What can our readers look forward to from you?

My next novel, The Winter We Met, is out in October from Aria Fiction and is about how a chance encounter can change everything. I find chance encounters fascinating – we all have them in our lives, for example the party went to where we met the love of our life… a spontaneous action can lead to a permanent change. I can’t wait to introduce readers to Jess who just happens to sit in the wrong seat on an aeroplane…

What do libraries mean to you?

Libraries are community hubs, as well as adventurous places for both children and adults, offering the key to new worlds. They’ve been a big part of my life. I recall getting my GCSE results and finding out I’d achieved the same grades for science and languages. I had a big decision to make regarding which direction my academic life would take thereafter. So I went to the library in my village and researched using their books – as we did before the internet. I recall, very clearly, standing in the middle of that building asking myself honest questions about what I wanted from my future and it was there I made the decision to follow the Arts. It felt like a safe, stable place to do that.
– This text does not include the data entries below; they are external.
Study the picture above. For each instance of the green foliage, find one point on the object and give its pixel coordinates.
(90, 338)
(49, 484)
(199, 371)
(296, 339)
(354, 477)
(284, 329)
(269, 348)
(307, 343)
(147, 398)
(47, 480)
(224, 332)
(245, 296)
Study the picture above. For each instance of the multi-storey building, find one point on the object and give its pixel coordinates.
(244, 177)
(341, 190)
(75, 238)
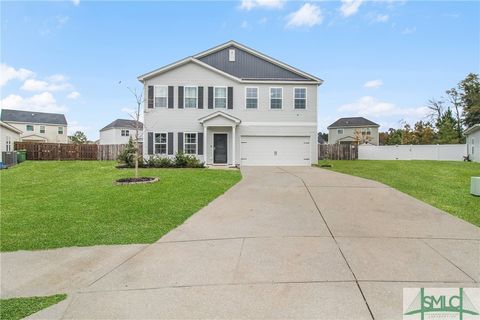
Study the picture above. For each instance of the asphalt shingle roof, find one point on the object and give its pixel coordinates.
(352, 122)
(32, 117)
(123, 123)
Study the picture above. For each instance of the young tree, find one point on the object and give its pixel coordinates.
(78, 138)
(446, 126)
(136, 116)
(470, 97)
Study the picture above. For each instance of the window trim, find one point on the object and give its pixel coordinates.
(155, 143)
(185, 97)
(155, 95)
(196, 142)
(270, 98)
(306, 95)
(226, 97)
(258, 97)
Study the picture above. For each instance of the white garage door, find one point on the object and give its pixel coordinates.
(273, 150)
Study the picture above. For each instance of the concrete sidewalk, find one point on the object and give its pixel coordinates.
(292, 242)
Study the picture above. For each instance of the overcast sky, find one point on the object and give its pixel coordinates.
(380, 59)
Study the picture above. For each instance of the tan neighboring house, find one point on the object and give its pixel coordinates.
(120, 131)
(8, 135)
(37, 126)
(354, 130)
(473, 142)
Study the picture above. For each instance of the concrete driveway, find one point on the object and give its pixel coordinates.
(290, 242)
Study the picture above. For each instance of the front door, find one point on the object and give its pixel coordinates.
(220, 148)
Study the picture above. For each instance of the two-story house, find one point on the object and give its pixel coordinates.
(37, 126)
(120, 131)
(232, 105)
(354, 130)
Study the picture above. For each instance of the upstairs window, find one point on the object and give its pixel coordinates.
(220, 97)
(276, 98)
(251, 98)
(300, 98)
(161, 143)
(190, 97)
(161, 96)
(190, 143)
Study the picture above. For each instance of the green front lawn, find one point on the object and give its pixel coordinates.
(18, 308)
(443, 184)
(52, 204)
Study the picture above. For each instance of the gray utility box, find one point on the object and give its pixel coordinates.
(9, 158)
(475, 186)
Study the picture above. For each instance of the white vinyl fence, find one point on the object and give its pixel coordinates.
(452, 152)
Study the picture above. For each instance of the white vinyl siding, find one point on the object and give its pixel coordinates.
(190, 143)
(190, 97)
(161, 96)
(220, 97)
(161, 142)
(276, 98)
(300, 98)
(251, 98)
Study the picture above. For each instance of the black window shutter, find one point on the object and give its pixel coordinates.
(210, 97)
(200, 143)
(230, 98)
(180, 97)
(180, 142)
(170, 143)
(150, 143)
(150, 97)
(170, 97)
(200, 97)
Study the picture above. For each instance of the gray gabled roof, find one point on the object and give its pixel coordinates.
(249, 65)
(352, 122)
(9, 115)
(123, 124)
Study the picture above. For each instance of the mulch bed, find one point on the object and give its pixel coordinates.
(139, 180)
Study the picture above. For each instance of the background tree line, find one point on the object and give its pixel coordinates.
(448, 117)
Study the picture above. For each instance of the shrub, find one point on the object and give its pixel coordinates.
(160, 162)
(187, 161)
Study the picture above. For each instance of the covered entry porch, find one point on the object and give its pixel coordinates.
(219, 138)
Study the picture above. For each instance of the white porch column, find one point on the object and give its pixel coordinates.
(205, 147)
(233, 145)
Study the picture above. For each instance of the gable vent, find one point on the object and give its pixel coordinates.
(231, 55)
Libraries featured heavily in my children’s lives when they were small. For years we’d go every single week and return ten books and choose ten new ones. It was especially exciting at Christmas when there was a special box of festive reads and it was wonderful for me to watch their reading skills develop.
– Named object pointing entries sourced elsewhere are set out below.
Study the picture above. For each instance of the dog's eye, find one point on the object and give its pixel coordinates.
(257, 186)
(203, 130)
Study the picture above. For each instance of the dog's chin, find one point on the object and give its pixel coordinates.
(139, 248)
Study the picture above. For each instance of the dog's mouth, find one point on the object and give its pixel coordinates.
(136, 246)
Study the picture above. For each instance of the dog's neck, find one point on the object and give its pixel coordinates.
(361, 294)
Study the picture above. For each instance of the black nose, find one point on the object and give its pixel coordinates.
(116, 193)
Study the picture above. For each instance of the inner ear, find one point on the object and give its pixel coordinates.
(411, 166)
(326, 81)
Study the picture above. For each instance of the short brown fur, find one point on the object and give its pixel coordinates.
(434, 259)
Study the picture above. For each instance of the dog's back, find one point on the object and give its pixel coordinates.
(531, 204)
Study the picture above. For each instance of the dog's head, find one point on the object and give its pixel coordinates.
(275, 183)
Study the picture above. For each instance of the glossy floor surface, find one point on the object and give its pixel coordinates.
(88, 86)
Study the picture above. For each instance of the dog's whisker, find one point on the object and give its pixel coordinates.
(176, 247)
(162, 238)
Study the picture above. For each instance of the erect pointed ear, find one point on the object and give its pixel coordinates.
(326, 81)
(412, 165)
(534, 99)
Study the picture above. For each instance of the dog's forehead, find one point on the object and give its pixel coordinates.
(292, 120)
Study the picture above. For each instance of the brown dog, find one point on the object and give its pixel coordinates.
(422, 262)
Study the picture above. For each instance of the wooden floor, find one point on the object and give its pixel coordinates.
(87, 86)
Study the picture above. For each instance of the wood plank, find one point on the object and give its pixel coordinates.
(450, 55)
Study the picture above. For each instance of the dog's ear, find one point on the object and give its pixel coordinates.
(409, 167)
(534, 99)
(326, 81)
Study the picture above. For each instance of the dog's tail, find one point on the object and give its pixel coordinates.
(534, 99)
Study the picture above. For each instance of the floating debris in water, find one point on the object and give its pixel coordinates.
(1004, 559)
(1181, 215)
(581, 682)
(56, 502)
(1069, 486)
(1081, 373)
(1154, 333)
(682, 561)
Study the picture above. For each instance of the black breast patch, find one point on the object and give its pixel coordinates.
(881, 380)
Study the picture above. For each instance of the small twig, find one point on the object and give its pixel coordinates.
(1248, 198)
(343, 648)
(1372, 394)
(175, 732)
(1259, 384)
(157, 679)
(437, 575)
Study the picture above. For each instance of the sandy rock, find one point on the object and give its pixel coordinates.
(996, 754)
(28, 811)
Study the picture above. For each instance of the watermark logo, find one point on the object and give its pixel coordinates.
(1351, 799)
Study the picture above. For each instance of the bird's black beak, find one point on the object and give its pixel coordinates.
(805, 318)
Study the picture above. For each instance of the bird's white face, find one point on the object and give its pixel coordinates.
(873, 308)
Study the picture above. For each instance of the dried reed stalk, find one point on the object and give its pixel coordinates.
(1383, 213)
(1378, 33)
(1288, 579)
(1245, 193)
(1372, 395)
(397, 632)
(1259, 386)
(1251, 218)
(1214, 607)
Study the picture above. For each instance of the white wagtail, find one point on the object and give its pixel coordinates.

As an author it means a great deal that readers who, for whatever reason, don’t buy many books can get hold of them there and easily discover new writers.

Any pearls of lockdown wisdom to share with our borrowers?

I was ill in 2016 and my treatment taught me several things that have proved very useful during lockdown.

Accept what you can’t change – it’s happened, we have to get on with it, no point dwelling on the “If only”s.

Take life one day at a time – it serves no purpose to think ahead and worry about what might happen as the future is an unknown entity, especially at the moment. Live in the moment as much as you can.

Try not to catastrophize – the pandemic has been horrendous in many different ways, for many people, but there will be a recovery period, hard as it may be to believe that at the moment… in a few weeks, 6 months, a year, a couple of years, things will be different and easier for the world and you personally. Life is full of ups and downs and both pass.

What’s your preference – eBook or paperback?

I tend to go through phases. A couple of years ago it was paperbacks – the feel of them, the pretty covers, the smell!  Now it’s ebooks – I love the ease of reading with the ebook in one hand, leaving the other free for a drink or biscuit!

Most importantly! Lockdown hair! Are you growing, colouring or cropping?

Growing. I look like Rapunzel! I’ve had my first hair appointment and didn’t have much taken off. It’s great to be a *natural* blonde again and was very interesting during lockdown to discover exactly what colour my real hair is!

Thanks so much again Samantha for taking the time to be interviewed and supporting Manchester Libraries. We can’t wait to read ‘The Winter We Met’ when it is released in October!